猛ダイブで胸を強打 まさかこれが…赤星最後のタテジマ

2020年06月14日 11時00分

背負われてグラウンドを去った赤星

【球界平成裏面史(49)】これが猛虎最高のリードオフマンの最後のプレーになってしまうとは、夢にも思っていなかった。病院で受けた診断は中心性脊髄損傷。一般人の日常生活には支障はないが、アスリートとして激しいプレーを再度試みれば、生命にかかわる危険性もあるということだった。

 であれば、慎重なプレーを心掛ければ復帰は可能ということなのか。いや、そうではない。常々「僕は体が小さいから、常時120%で向かっていかなきゃ大きい選手には勝てない」と話していた赤星に、その選択肢はなかった。かくして同年12月9日、突然の引退会見を開く形となった。

 葛藤はあった。本格的に引退を考えたのは会見直前の11月下旬から12月初旬。それまで全国各地の病院を訪ね、最良の治療法を模索し続けた。復帰への強い意志を持ってはいたが、医師からことごとく「今のまま現役を続けることは危険」と診断された。アメフトの本場で頸椎や脊椎の症例が多い米国での治療も画策したが、断念した。

 赤星としては時間をかけてしっかり治療して、甲子園の中堅に戻ってきたい思いがあった。ただ、球団としては完全治癒への不確定要素、高額年俸の赤星の長期離脱というリスクを考慮する必要もあった。

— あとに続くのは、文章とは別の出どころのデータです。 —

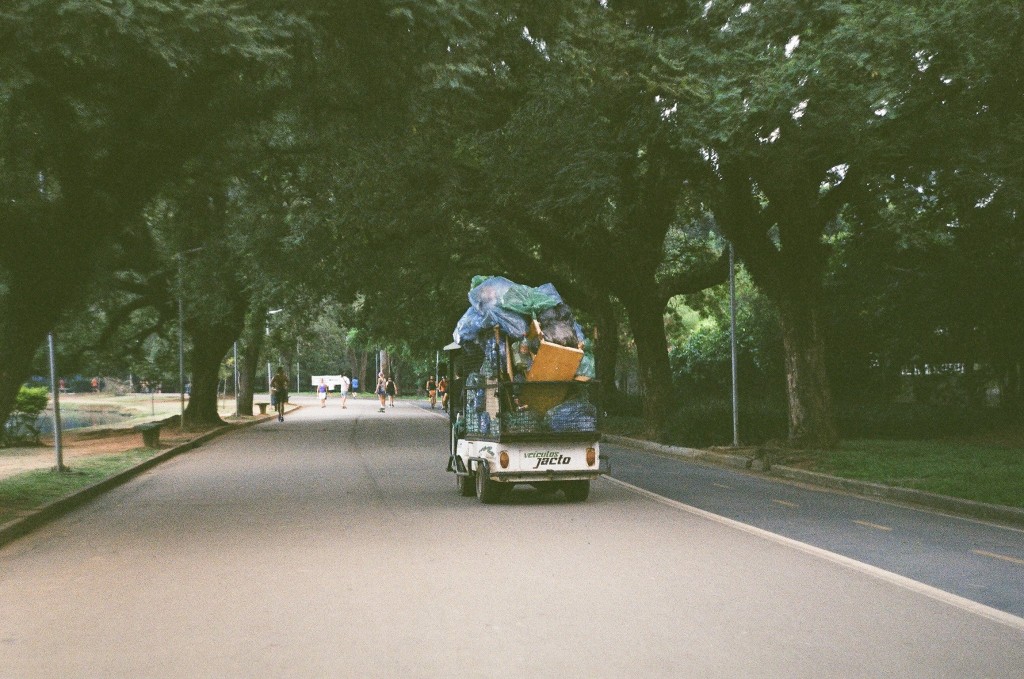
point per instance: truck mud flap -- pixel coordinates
(458, 466)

時間が欲しい、せめて1年待ってほしいという希望が球団に認められることはなく、赤星は引退を決断した。

 それではなぜ、あれだけの名選手の引退セレモニーも行われなかったのか。「赤星さんが正式に引退を申し入れる前に次年度のオープン戦で、引退試合の日程を決められていて…」などと話した関係者もいたが、要は100%納得の引退劇ではなかったということなのだろう。

 持病の頸椎ヘルニアの状態が思わしくない日など「今日は雨だね。僕のクビダス(気象レーダーのアメダスに掛けて)が言ってるよ」と、見事に雨予報を的中させた。体が万全ではなく、ロッカールームから腰を曲げたまま顔面蒼白でベンチ入りした日も、気丈に取材対応してくれた。

 ファンのヤジに激しいけんまくでやり返す姿も印象的だった。人間らしく熱い男だった。平成のプロ野球の歴史で太く短く強い光を放ったレッドスター。指導者として、再びタテジマに袖を通す日が来ることが待ち遠しい。